Friday, January 21, 2005

"History is full of intriguing complexities"

He lies wasted and capitulated in front of the camera. Bahadur Shah Zafar, the last Mughal emperor, a poet and a calligrapher, comes across as inert and helpless, in a photograph believed to have been shot in Rangoon. William Dalrymple, who shared his forthcoming book project in a talk on Saturday as part of the Jaipur Heritage International Festival (JHIF), is putting together the monarch’s decline with the decay of Delhi and the polarisation of a once pluralistic society.

After The White Mughals that explored syncretism between the British and the Indians in the 18th century, Dalrymple’s next book looks at how this world fell apart, especially with the “rise of Wahabi Islam and militant evangelical Christianity”. The latter of which, combined with British military victories, led them to an “assumption of racial superiority”. “This broke the link and the closeness that had existed, when one in three British in India cohabited with Indians and wrote Urdu poetry,” he says.

But not before the “last flickering renaissance” of the Mughal Empire with Bahadur Shah Zafar at its helm, a period that Dalrymple describes with “political powerlessness and cultural effervescence”. This period saw the Urdu language and poetry prosper and the Company School of Painting flourish with British and Mughal patronage, which, Dalrymple says, remains “underrated” even today.

But Zafar, because of his lack of interest in political matters and pluralism, was cornered from two sides. “He was seen by the British as a relic of the past to be swept away and the Wahabis started issuing fatwas against him because of his belief in Sufism,” he says.
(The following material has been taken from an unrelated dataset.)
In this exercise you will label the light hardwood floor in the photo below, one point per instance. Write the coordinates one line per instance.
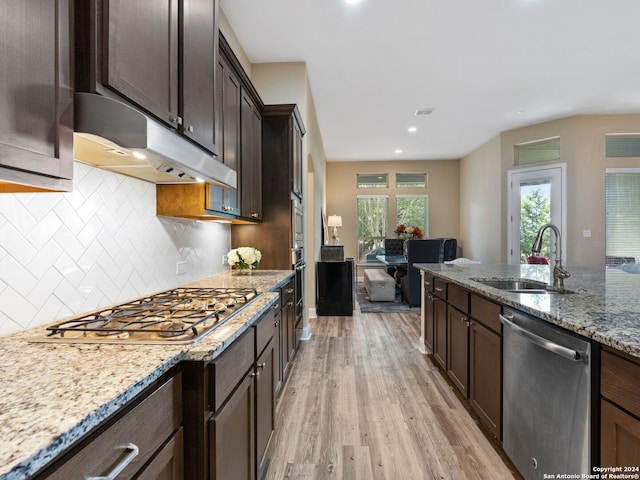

Then came the attack on Delhi with the Revolt of 1857 till the British finally took it over and ended the Mughal rule.

“Zafar was the perfect monarch for this period but as he grew older, he got out of the frame of time,” Dalrymple adds. Till he lived through the “slow dismemberment of one of the most sophisticated courtly civilisations”. The last Mughal emperor was tried and later exiled to Rangoon where he died in 1862. Now, Dalrymple is recreating the period in Delhi with the help of two vital documents, the Palace Intelligence and Mutiny Papers, both of which are with the National Archives.

But history is not without its intricacies. Contrary to the BJP’s portrayal of the Marathas as a Hindu force set out to defeat the Muslims, Dalrymple says they had regular contact with the Mughals. “In fact, the Peshwas sent their emissary to the Mughal court for ratification. This is unlike the slight rewriting of history today that always sees Muslims and Hindus on a collision course,” he adds. For its easy to see history in a straightjacket fashion. “Bahadur Shah Zafar was not a patriot, neither was he a traitor. It is easy for us to view history in black and white but it really is full of intriguing complexities,” he says.